Because we need practices of darkness. We are not going to be able to do the work of personal and societal transformation that is necessary unless we are accessing dark wisdom, unless the Spirit guides us. I don’t believe we can reason our way into transformation. Spiritual teacher Richard Rohr puts it this way:
If we do not discover a prayer practice that “invades” our unconscious and reveals what is hidden (this is what I’m calling a practice of darkness), we will actually change very little over our lifetime… When you meditate consistently (or do, again, what I’m calling a practice of darkness), a sense of your autonomy and private self-importance—what you think of as your “self”—falls away, little by little, as unnecessary, unimportant, and even unhelpful. The imperial “I,” the self that you likely think of as your only self, reveals itself as largely a creation of your mind…. You become less and less interested in protecting this self-created, relative identity. You don’t have to attack it; it calmly falls away of its own accord and you experience a kind of natural humility.
If your (practice) goes deep, “invading” your unconscious, as it were, your whole view of the world will change from fear to connection, because you don’t live inside your fragile and encapsulated self anymore… you move from ego consciousness to soul awareness, from being fear-driven to being love-drawn….

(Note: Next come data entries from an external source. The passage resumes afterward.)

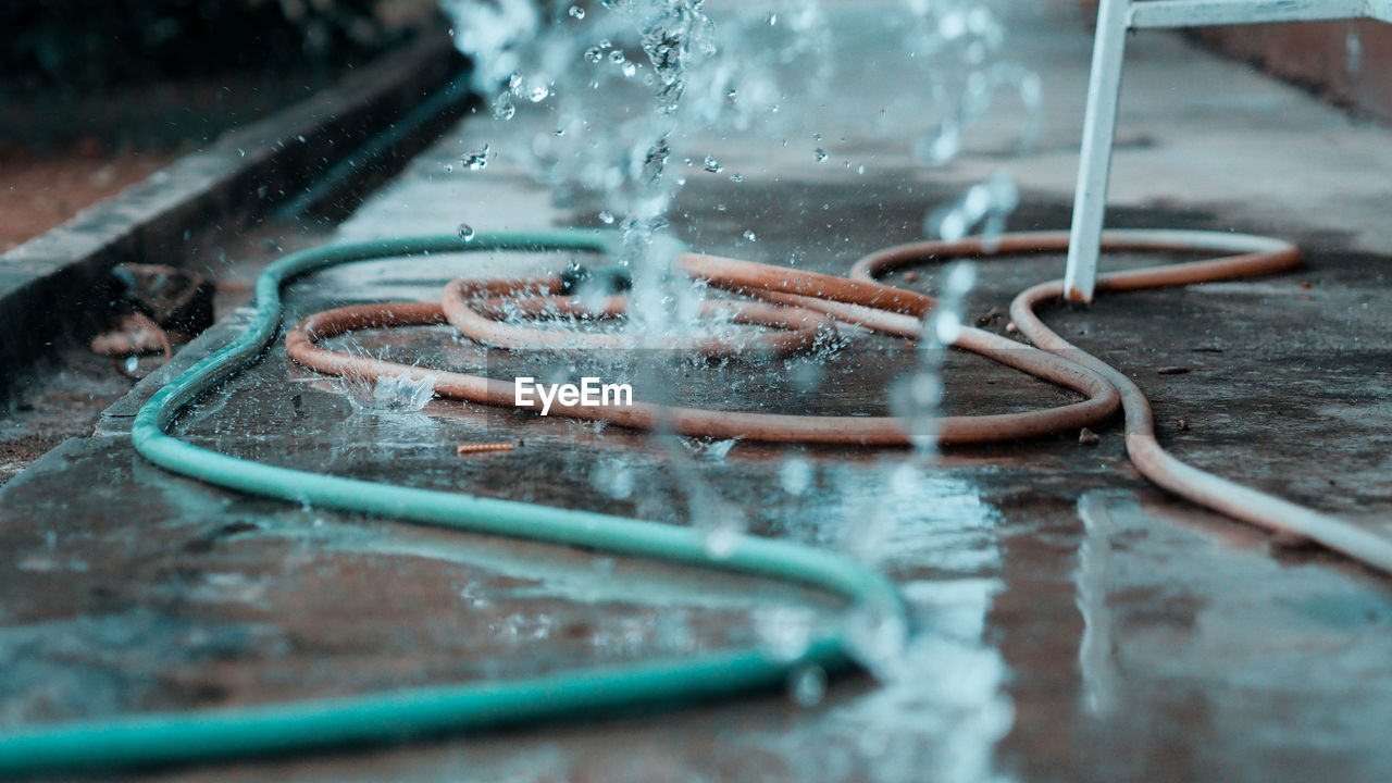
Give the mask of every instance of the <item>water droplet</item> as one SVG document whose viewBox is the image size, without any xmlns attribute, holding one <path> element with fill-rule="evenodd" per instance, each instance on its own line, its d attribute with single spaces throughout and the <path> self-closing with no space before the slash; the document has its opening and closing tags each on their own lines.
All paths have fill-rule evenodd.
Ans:
<svg viewBox="0 0 1392 783">
<path fill-rule="evenodd" d="M 465 155 L 464 157 L 459 159 L 459 163 L 464 163 L 465 166 L 468 166 L 469 171 L 477 171 L 480 169 L 487 169 L 489 167 L 489 145 L 483 145 L 483 149 L 475 149 L 475 150 L 469 152 L 468 155 Z"/>
<path fill-rule="evenodd" d="M 812 488 L 813 470 L 806 457 L 788 457 L 778 467 L 778 481 L 788 495 L 803 495 Z"/>
<path fill-rule="evenodd" d="M 493 102 L 493 116 L 498 120 L 511 120 L 516 113 L 518 107 L 512 104 L 512 96 L 507 92 Z"/>
<path fill-rule="evenodd" d="M 778 660 L 796 660 L 807 652 L 817 613 L 806 606 L 774 606 L 754 613 L 759 646 Z"/>
<path fill-rule="evenodd" d="M 739 529 L 735 525 L 720 525 L 706 534 L 706 552 L 715 559 L 729 557 L 738 541 Z"/>
</svg>

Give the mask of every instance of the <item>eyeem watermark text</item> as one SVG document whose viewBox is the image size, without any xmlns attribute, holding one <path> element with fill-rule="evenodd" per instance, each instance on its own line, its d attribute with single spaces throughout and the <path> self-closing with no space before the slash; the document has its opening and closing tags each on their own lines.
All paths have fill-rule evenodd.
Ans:
<svg viewBox="0 0 1392 783">
<path fill-rule="evenodd" d="M 599 378 L 582 378 L 576 383 L 537 383 L 535 378 L 518 378 L 512 382 L 512 403 L 519 408 L 535 408 L 541 404 L 541 415 L 551 411 L 551 403 L 562 405 L 617 405 L 633 404 L 633 387 L 628 383 L 601 383 Z"/>
</svg>

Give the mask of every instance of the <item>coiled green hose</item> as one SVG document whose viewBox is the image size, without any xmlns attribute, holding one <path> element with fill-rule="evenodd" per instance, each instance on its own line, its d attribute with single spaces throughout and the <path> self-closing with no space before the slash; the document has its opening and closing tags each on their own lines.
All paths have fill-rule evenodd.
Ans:
<svg viewBox="0 0 1392 783">
<path fill-rule="evenodd" d="M 607 254 L 614 241 L 612 234 L 562 230 L 479 234 L 469 241 L 383 240 L 288 255 L 258 279 L 256 313 L 242 336 L 178 375 L 141 408 L 131 429 L 135 450 L 168 471 L 251 495 L 773 577 L 841 595 L 883 621 L 906 623 L 892 582 L 851 559 L 806 546 L 739 536 L 728 553 L 717 557 L 706 538 L 689 528 L 278 468 L 199 449 L 166 432 L 185 405 L 263 355 L 280 332 L 280 290 L 302 274 L 358 261 L 432 252 Z M 522 680 L 29 726 L 0 736 L 0 775 L 110 772 L 135 765 L 401 741 L 624 705 L 709 699 L 777 685 L 799 666 L 838 670 L 851 662 L 852 635 L 841 627 L 813 638 L 792 660 L 742 648 Z"/>
</svg>

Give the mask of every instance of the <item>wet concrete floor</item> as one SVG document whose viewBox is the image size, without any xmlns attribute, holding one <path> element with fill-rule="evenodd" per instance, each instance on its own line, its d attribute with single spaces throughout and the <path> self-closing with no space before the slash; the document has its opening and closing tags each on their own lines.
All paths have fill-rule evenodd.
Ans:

Of course, you can only do this if Someone Else is holding you, taking away your fear, doing the knowing… If you can allow that Someone Else to have their way with you, you will live with a new vitality, a natural gracefulness, and inside of a Flow that you did not create. It is actually the Life of (God), spinning and flowing through you.
I think of Mary as the role model of this process. When the angel Gabriel visited her and told her she would bear the Divine Child into the world, we see her moving from fear to Love; we see her allowing that Life of God to flow through her, to birth the Light of God into the world through her.
So, as we celebrate the arrival of the light, let’s also continue to embrace the darkness and what it can teach us. And may the Spirit guide us this year. May we release our fears and move more and more into the heart of love. May God hold us, as we continue to allow Her Spirit to flow through us. Amen.